Cela fait longtemps que je ne me
suis plus astreint à cette discipline de bonheur : parler de ce qui m’agrandit.
Mes amis, mes amours, les moments qui cristallisent la joie féroce d’être là.
Il y aurait aussi quelque chose à
faire avec les plats, les aliments, la bouffe qui occupe une si grande place
dans mes joies, et qui n’a jamais le droit à une ligne de ces carnets. La
bouffe, la joie de cuisiner, de faire, regarder, de goûter, de toucher et d’emboucher.

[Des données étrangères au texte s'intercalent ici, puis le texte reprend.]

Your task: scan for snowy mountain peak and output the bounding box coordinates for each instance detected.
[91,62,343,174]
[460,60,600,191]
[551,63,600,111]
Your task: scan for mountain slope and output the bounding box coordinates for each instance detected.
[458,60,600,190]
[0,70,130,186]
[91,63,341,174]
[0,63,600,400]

Deux de mes fruits préférés, sinon
les préférés, sont la framboise et la mûre. Fruits semi-rares, qui recouvrent
les campagnes en été, faisant ployer les framboisiers et les ronces de leurs
baies — alors qu’ils restent pourtant toujours un peu chers sur les marchés, trop
fragiles et trop périssables pour être transportés. Mûres et framboises : le frère et la
sœur, les Némésis, chacun le jumeau diabolique de l’autre. La mûre, plus douce,
est défendue par les crocs de la ronce du mûrier ; la framboise, plus
acide souvent, s’offre à qui vient la prendre. Toutes deux se livrent charnues
à la main qui les cueille, une brune piquante et une rousse en feu. On ne peut
manger que celles qui se détachent du buisson : mais ça, on le sent déjà à
la souplesse molle avec laquelle elles répondent à la pulpe des doigts qui les
tâtent. Parfois elles cèdent et tombent, dès qu’on les frôle, disparaissant
dans les herbes où elles feront les délices d’insectes invisibles.

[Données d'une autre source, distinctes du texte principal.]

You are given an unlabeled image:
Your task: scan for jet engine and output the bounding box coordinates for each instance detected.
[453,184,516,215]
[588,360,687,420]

Les framboises et les mûres ne sont
que des joues, sphères creuses constituées de mille petites fesses galbées et
hérissées de rares poils. Chacun de ces globules est une framboise ou une mûre
miniature, comme des atomes identiques dont l’amas serait une molécule nouvelle,
parfaitement identiques aux atomes qui la constituent. On pourrait se contenter
de ces petits grains, et pourtant il y a un invincible bonheur à jeter une
framboise parfaite et entière dans la bouche, à faire s’écrouler ces remparts aigres-doux
qui ne protègent ni ne cachent aucun trésor. Car le trésor est caché dans les
murs : au cœur de chaque atome, baignant dans son jus violet ou rouge, se
loge une graine aussi insipide que croustillante, une graine peureuse qui n’attend
que d’être délivrée de son enveloppe fruitée pour se cacher entre deux dents,
pour se réfugier sous la couette d’une gencive, d’où la langue et les ongles ne
la délogeront que difficilement, et parfois des heures après l’explosion du
fruit dont elles sont les shrapnels.